Comment on Unforced Variations: August 2017 by nigelj

Thu, 17 Aug 2017 20:22:37 +0000

Nemesis @334 ” I give to charity. What contribution do you make to charity? Do you live up to your own ideals?” "I am sure, Trump and all the funny, super”rich” “high” society do-goods give to charity too. So you are in good company.' Your bitterness and envy comes through. You will have to work on that.
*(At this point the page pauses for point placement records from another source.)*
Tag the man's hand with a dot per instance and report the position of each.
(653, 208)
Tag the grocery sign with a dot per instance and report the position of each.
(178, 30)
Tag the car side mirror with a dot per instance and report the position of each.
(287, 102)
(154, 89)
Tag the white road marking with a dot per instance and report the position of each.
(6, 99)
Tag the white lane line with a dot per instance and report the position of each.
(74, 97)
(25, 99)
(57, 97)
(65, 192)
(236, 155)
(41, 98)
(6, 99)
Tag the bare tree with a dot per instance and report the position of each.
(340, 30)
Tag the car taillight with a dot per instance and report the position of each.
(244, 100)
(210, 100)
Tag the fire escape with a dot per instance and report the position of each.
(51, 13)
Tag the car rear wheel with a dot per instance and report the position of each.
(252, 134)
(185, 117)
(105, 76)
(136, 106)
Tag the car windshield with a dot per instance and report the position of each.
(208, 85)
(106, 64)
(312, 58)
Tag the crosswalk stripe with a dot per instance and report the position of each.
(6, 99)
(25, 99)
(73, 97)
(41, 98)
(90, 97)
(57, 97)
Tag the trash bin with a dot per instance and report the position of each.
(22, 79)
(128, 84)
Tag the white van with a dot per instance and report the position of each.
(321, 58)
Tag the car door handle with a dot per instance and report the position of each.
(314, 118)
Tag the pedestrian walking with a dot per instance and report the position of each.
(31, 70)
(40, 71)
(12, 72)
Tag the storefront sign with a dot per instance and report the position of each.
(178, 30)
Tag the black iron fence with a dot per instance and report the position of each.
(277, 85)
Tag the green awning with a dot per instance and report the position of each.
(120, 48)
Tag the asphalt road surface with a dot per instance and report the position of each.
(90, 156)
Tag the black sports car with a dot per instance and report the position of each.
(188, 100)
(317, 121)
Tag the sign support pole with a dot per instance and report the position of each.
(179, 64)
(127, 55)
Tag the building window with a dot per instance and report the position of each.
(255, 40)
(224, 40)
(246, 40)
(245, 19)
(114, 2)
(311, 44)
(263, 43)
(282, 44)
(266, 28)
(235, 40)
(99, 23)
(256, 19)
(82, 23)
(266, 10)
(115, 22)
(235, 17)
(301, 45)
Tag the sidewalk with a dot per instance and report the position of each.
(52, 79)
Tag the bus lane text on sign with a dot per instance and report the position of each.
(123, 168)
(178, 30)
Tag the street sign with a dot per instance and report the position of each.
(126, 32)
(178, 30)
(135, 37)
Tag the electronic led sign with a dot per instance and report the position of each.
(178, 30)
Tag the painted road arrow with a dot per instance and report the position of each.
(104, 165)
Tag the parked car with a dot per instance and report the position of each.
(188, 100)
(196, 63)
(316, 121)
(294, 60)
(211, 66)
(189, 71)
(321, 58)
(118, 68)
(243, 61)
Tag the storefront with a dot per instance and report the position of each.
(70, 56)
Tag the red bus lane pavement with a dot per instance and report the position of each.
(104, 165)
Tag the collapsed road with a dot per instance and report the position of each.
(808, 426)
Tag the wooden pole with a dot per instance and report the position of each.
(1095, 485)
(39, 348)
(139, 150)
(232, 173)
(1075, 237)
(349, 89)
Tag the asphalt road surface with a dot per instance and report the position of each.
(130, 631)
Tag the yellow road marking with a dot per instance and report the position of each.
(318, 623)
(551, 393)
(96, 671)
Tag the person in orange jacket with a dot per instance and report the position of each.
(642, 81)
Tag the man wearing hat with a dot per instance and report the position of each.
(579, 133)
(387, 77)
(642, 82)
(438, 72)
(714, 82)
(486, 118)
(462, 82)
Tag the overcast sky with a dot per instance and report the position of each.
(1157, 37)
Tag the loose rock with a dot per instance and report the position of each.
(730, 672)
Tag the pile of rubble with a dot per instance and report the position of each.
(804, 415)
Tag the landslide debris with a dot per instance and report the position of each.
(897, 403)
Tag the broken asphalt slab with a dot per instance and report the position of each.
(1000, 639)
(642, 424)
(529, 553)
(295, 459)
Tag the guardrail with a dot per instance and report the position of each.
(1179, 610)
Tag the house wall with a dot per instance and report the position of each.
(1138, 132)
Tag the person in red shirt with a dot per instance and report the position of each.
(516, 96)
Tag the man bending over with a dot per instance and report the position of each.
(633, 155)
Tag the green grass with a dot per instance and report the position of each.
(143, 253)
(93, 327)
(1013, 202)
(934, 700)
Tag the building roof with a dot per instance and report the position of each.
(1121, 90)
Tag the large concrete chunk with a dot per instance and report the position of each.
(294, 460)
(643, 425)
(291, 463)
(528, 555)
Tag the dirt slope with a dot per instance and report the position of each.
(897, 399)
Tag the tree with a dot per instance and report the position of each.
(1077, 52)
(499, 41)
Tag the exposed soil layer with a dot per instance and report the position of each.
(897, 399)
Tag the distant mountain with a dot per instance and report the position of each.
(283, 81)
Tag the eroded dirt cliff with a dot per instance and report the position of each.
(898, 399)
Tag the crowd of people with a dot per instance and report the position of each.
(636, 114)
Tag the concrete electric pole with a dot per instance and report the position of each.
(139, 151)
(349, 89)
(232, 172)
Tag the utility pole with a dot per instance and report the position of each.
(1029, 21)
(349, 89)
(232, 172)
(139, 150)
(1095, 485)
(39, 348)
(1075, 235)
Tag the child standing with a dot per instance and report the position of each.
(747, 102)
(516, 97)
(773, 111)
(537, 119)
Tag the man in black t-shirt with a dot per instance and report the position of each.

Comment on Unforced Variations: August 2017 by nigelj

Thu, 17 Aug 2017 20:21:38 +0000

Nemesis @333 "Have you ever thought about the fact, that most people just can’t buy all these shiny sustainable things, simply because they can not afford it? ' Of course. I was a poor university student once. I think we should do a bit more to help the poor within reason by way of government income support. But I'm a pragamatist, not someone who wants to endlessly philosophise. Interesting thing, I was perfectly happy being a poor university student. You grow up and get a job, family, the rat race and material status and arent always any happier. But as a student I had a welfare system to fall back on, it was never grinding poverty. Plenty of good quality academic studies show the following: grinding poverty is a major cause of unhappiness. Financial security improves happiness, but being "rich" doesn't create significantly more happiness. But many people dont just want happiness, they have a drive for status even if they are miserable! . Good luck and good wishes to you.